The students began with an essential question, asking them if YouTube should work harder to demonetize hurtful content.

“[YouTube] does a lot of demonetization already,” Madaline Miller, freshman, said, “They should be focusing on everyone.”

As the seminar continued, students moved on to discuss Paul’s original idea to even post the video, knowing it possessed sensitive content.

“I was disgusted that he even thought it was okay to do. He went through an entire process to film, edit, and upload the video, and he didn’t even think about it,” Will Reichold, freshman said.

“He just posts stuff to get views without a filter, for money,” Zanelle Willemse, senior added.

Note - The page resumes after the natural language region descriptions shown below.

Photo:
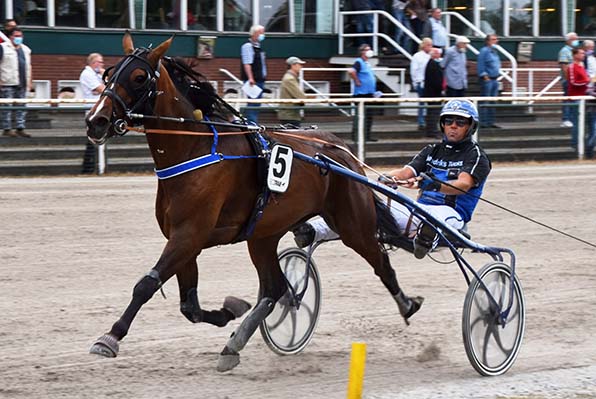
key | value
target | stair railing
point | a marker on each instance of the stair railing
(375, 34)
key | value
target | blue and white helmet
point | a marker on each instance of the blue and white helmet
(464, 108)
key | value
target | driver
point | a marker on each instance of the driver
(457, 160)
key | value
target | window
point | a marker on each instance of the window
(29, 12)
(274, 15)
(491, 16)
(549, 14)
(202, 14)
(71, 12)
(237, 15)
(111, 14)
(465, 8)
(161, 15)
(585, 18)
(313, 16)
(520, 18)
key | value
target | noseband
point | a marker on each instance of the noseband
(143, 96)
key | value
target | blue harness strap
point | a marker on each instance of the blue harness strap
(205, 160)
(187, 166)
(260, 146)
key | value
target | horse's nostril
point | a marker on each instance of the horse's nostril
(97, 126)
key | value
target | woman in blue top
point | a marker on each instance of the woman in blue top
(365, 85)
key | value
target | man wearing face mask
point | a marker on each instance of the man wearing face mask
(566, 58)
(9, 26)
(365, 86)
(90, 79)
(454, 64)
(92, 85)
(254, 68)
(15, 80)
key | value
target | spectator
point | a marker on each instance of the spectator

Speaking of views, Paul’s biggest set of viewers are younger teenagers, specifically teenage girls.

“He just has so many fans, most being 14 year old girls. Such young viewers don’t understand,” Zanelle said.

“We’ve got a younger audience that’s still watching [him],” Will chimed in.

Students concluded the seminar by agreeing that Logan Paul was at blame for originally publishing his controversial video and causing harm to anyone affected by suicide, but they also agreed that YouTube was partially to blame for not flagging or removing the video earlier.

Overall a 50/50 responsibility on Paul and YouTube, was the consensus.

“[With social media] more things are becoming more acceptable.The gore is what we’re watching over pleasant entertainment,” Reichold concluded.